We came across this little gem. A little dated but the record still stands! 62.3 foot waves in the North Atlantic sets new record!

An expert committee convened by the World Meteorological Organization has established a new world record significant wave height of a massive 19 meters (62.3 feet!) measured by a buoy in the North Atlantic.

NOAA chart dated February 4, 2013 showing a significant wave height of 17 meters.
NOAA chart dated February 4, 2013 showing a significant wave height of 17 meters.

The wave was recorded February 4, 2013 by an automated buoy in the North Atlantic ocean between Iceland and the United Kingdom at approximately 59° N, 11° W. The agency said the wave followed the passage of a very strong cold front, which produced winds of up to 43.8 knots (50.4 miles per hour) over the area.

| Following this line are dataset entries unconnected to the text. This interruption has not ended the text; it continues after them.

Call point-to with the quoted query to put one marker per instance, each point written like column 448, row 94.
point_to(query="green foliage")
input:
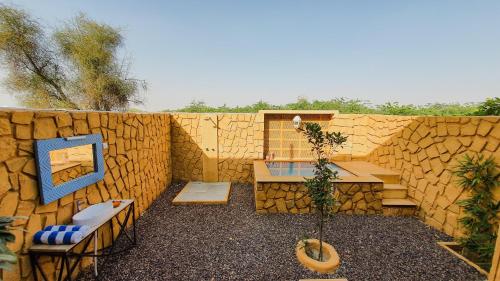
column 345, row 105
column 489, row 107
column 481, row 177
column 76, row 68
column 7, row 258
column 321, row 187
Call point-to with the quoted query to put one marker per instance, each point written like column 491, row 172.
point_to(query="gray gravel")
column 234, row 243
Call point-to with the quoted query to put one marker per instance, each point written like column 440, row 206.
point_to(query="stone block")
column 281, row 205
column 7, row 147
column 346, row 206
column 22, row 117
column 80, row 127
column 478, row 144
column 93, row 120
column 452, row 145
column 45, row 128
column 23, row 132
column 358, row 196
column 5, row 128
column 63, row 119
column 28, row 187
column 468, row 130
column 8, row 205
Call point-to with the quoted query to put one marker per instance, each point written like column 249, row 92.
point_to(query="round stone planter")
column 331, row 257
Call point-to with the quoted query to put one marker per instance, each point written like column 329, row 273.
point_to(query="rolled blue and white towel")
column 58, row 237
column 81, row 228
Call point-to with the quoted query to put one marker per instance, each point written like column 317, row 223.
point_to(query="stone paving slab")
column 196, row 192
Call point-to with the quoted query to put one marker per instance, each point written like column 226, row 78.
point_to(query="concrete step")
column 389, row 178
column 398, row 203
column 394, row 191
column 398, row 207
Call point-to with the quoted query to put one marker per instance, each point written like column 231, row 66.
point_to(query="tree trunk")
column 321, row 235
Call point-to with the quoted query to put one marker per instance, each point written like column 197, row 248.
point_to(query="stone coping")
column 316, row 112
column 262, row 173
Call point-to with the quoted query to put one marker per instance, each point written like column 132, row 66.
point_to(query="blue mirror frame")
column 49, row 192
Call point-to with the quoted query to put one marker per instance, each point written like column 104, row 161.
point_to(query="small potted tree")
column 316, row 254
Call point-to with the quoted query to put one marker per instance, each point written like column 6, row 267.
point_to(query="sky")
column 240, row 52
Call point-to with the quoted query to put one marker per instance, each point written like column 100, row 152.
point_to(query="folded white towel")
column 81, row 228
column 58, row 237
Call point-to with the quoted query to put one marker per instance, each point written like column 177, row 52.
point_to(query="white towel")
column 81, row 228
column 58, row 237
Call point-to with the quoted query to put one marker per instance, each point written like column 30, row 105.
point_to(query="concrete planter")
column 331, row 258
column 456, row 250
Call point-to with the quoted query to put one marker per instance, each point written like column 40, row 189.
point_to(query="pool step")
column 399, row 207
column 394, row 191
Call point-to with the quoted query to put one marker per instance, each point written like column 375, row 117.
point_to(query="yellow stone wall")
column 186, row 147
column 426, row 151
column 240, row 140
column 138, row 165
column 291, row 197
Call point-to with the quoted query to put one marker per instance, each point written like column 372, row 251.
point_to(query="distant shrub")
column 489, row 107
column 480, row 176
column 345, row 105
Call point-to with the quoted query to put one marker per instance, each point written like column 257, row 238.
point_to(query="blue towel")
column 81, row 228
column 58, row 237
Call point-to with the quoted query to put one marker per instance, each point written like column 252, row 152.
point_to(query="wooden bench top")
column 44, row 248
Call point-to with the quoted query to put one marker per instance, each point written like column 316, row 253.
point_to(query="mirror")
column 71, row 163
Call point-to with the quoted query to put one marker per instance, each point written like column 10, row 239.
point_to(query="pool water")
column 305, row 169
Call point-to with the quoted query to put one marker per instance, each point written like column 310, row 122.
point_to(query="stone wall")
column 352, row 198
column 187, row 155
column 240, row 141
column 426, row 152
column 137, row 166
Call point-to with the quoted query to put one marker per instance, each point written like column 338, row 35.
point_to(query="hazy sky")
column 239, row 52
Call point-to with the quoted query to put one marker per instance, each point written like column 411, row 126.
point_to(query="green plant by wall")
column 489, row 107
column 321, row 187
column 7, row 257
column 480, row 176
column 346, row 105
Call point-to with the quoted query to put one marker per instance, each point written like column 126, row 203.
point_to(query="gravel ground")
column 234, row 243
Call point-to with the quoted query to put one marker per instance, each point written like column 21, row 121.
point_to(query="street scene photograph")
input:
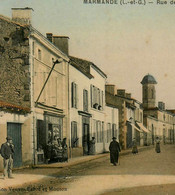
column 87, row 97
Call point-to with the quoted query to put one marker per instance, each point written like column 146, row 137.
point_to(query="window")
column 109, row 133
column 145, row 91
column 85, row 100
column 74, row 95
column 114, row 130
column 152, row 93
column 141, row 117
column 96, row 98
column 74, row 137
column 94, row 129
column 98, row 131
column 39, row 54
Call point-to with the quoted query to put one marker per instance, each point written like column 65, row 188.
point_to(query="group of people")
column 114, row 149
column 58, row 150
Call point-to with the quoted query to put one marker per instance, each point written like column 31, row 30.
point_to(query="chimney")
column 22, row 15
column 161, row 105
column 111, row 89
column 49, row 36
column 121, row 92
column 62, row 43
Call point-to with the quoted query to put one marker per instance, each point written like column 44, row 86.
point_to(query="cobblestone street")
column 145, row 173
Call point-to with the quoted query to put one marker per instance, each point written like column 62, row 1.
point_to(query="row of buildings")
column 46, row 92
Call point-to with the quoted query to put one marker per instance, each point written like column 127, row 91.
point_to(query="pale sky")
column 126, row 42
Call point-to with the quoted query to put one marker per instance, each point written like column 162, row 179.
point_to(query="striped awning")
column 6, row 105
column 135, row 127
column 143, row 127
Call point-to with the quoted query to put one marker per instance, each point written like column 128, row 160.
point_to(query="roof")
column 7, row 105
column 81, row 65
column 85, row 65
column 148, row 79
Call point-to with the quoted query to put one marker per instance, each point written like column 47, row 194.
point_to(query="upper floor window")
column 33, row 48
column 96, row 98
column 152, row 93
column 85, row 100
column 74, row 135
column 39, row 54
column 109, row 132
column 74, row 98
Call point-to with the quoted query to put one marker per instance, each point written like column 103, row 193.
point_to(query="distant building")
column 130, row 116
column 156, row 118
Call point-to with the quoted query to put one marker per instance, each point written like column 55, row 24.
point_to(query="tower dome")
column 148, row 79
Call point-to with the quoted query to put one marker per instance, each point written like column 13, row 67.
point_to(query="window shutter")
column 84, row 100
column 76, row 95
column 91, row 96
column 102, row 99
column 72, row 94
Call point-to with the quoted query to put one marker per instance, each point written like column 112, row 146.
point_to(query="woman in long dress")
column 65, row 152
column 157, row 145
column 134, row 146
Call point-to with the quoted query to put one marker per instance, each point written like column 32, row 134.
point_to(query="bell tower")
column 148, row 91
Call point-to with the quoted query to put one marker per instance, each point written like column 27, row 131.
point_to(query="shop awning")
column 136, row 127
column 143, row 127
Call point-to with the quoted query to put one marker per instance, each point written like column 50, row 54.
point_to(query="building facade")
column 157, row 119
column 40, row 86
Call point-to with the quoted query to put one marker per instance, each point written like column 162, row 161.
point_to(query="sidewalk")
column 20, row 179
column 82, row 159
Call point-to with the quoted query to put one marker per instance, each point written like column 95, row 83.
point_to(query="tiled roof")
column 11, row 106
column 148, row 79
column 81, row 65
column 84, row 65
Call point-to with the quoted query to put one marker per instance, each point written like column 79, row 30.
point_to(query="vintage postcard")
column 87, row 102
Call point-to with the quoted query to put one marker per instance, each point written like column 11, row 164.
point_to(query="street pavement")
column 143, row 173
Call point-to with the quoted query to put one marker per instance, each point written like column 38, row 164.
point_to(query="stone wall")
column 14, row 63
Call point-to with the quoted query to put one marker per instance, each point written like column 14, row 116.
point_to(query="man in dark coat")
column 7, row 151
column 114, row 149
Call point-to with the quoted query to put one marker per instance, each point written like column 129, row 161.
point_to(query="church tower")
column 148, row 91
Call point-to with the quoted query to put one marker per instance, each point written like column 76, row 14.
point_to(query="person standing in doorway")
column 157, row 145
column 114, row 149
column 65, row 150
column 92, row 146
column 7, row 151
column 134, row 146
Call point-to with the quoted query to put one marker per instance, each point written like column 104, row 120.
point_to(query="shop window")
column 85, row 100
column 39, row 54
column 74, row 136
column 96, row 98
column 109, row 132
column 74, row 95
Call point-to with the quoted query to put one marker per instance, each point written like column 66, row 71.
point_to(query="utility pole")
column 54, row 63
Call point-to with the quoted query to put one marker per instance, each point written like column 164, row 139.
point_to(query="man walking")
column 114, row 149
column 7, row 151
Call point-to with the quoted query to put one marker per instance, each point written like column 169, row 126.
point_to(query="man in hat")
column 114, row 149
column 7, row 151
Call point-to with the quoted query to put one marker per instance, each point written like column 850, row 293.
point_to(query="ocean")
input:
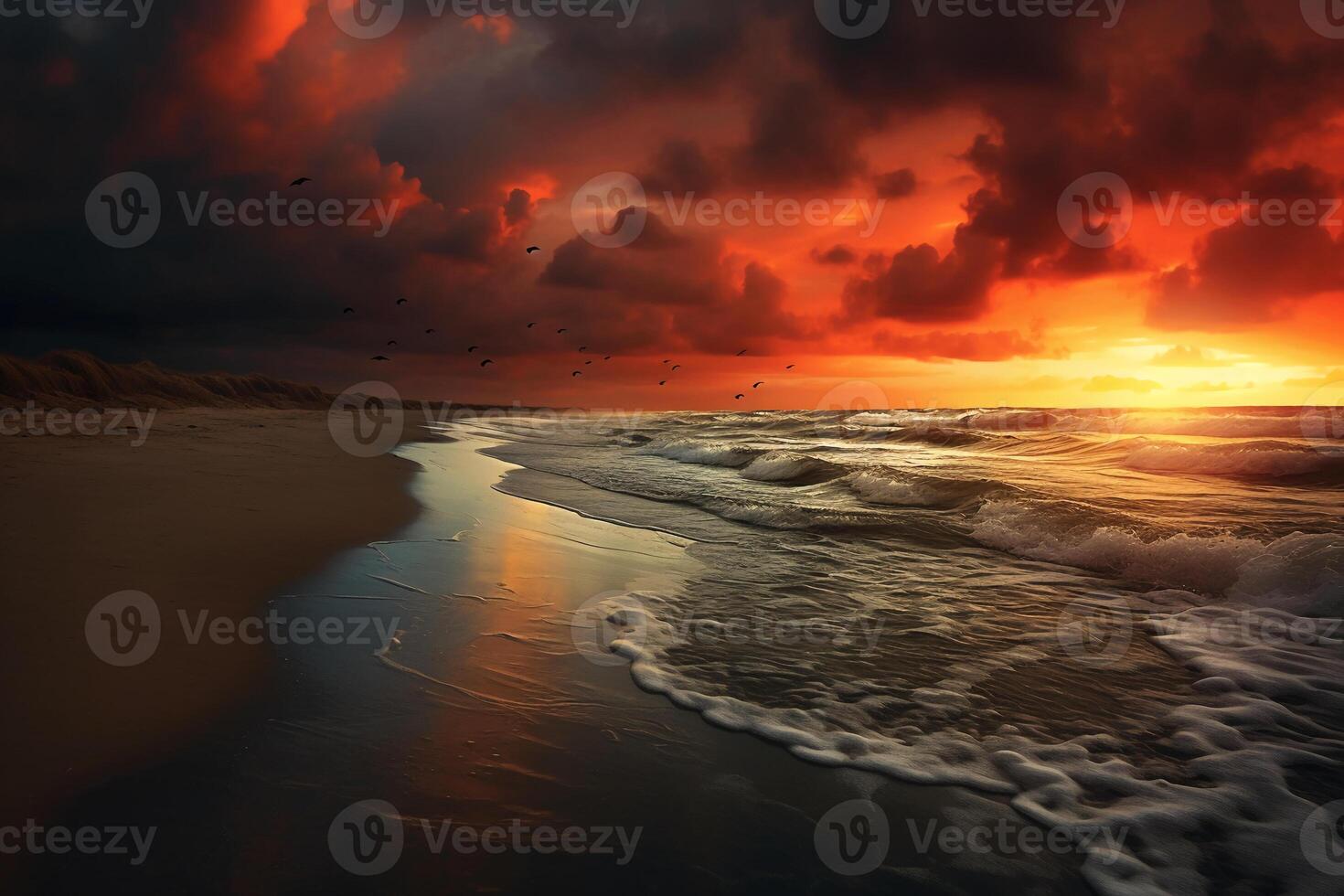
column 1120, row 621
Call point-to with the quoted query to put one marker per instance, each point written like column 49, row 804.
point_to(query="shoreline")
column 486, row 713
column 215, row 511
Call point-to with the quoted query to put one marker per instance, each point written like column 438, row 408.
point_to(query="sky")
column 1136, row 208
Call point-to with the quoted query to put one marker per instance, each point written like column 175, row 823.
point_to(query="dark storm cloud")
column 240, row 97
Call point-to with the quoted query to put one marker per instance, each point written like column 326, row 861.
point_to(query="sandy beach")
column 484, row 712
column 214, row 511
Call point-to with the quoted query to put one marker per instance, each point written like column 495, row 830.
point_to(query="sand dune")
column 65, row 379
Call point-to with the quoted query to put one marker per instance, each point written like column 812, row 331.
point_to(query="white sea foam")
column 777, row 466
column 1224, row 735
column 1253, row 461
column 689, row 450
column 1300, row 571
column 880, row 489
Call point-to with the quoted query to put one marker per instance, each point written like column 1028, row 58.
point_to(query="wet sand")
column 214, row 511
column 483, row 712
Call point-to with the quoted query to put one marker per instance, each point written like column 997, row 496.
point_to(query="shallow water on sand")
column 484, row 709
column 1117, row 621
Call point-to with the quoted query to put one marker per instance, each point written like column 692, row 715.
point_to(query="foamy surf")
column 971, row 541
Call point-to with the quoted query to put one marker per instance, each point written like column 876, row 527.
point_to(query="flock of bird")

Keep in mind wave the term “significant wave height” means the average of the highest one-third of waves, so individual waves could be much higher!

The WMO Commission for Climatology’s Extremes Evaluation Committee, with scientists from Great Britain, Canada, the United States of America and Spain, classified the new record as “the highest significant wave height as measured by a buoy”.

NOAA chart dated February 4, 2013 showing a significant wave height of 17 meters.

“This is the first time we have ever measured a wave of 19 meters. It is a remarkable record,” said WMO Assistant Secretary-General Wenjian Zhang. “It highlights the importance of meteorological and ocean observations and forecasts to ensure the safety of the global maritime industry and to protect the lives of crew and passengers on busy shipping lanes.”

The WMO says the previous record wave height of 18.275 meters (59.96 feet) was measured on 8 December 2007, also in the North Atlantic.

The buoy which recorded the wave is a part of the UK Met Office’s network of Marine Automatic Weather Stations, used to complement ship-based measurements and satellite observations which monitor the oceans and forecast meteorological hazards on the high seas.


“The new world record will be added to the official WMO archive of weather and climate extremes which is being constantly updated and expanded thanks to continued improvements in instrumentation, technology, and analysis,” said Randall Cerveny, Joint Rapporteur on World Records of Climate and Weather Extremes for WMO.

The archive includes the world’s highest and lowest temperatures, rainfall, heaviest hailstone, longest dry period, maximum gust of wind, as well as hemispheric weather and climate extremes.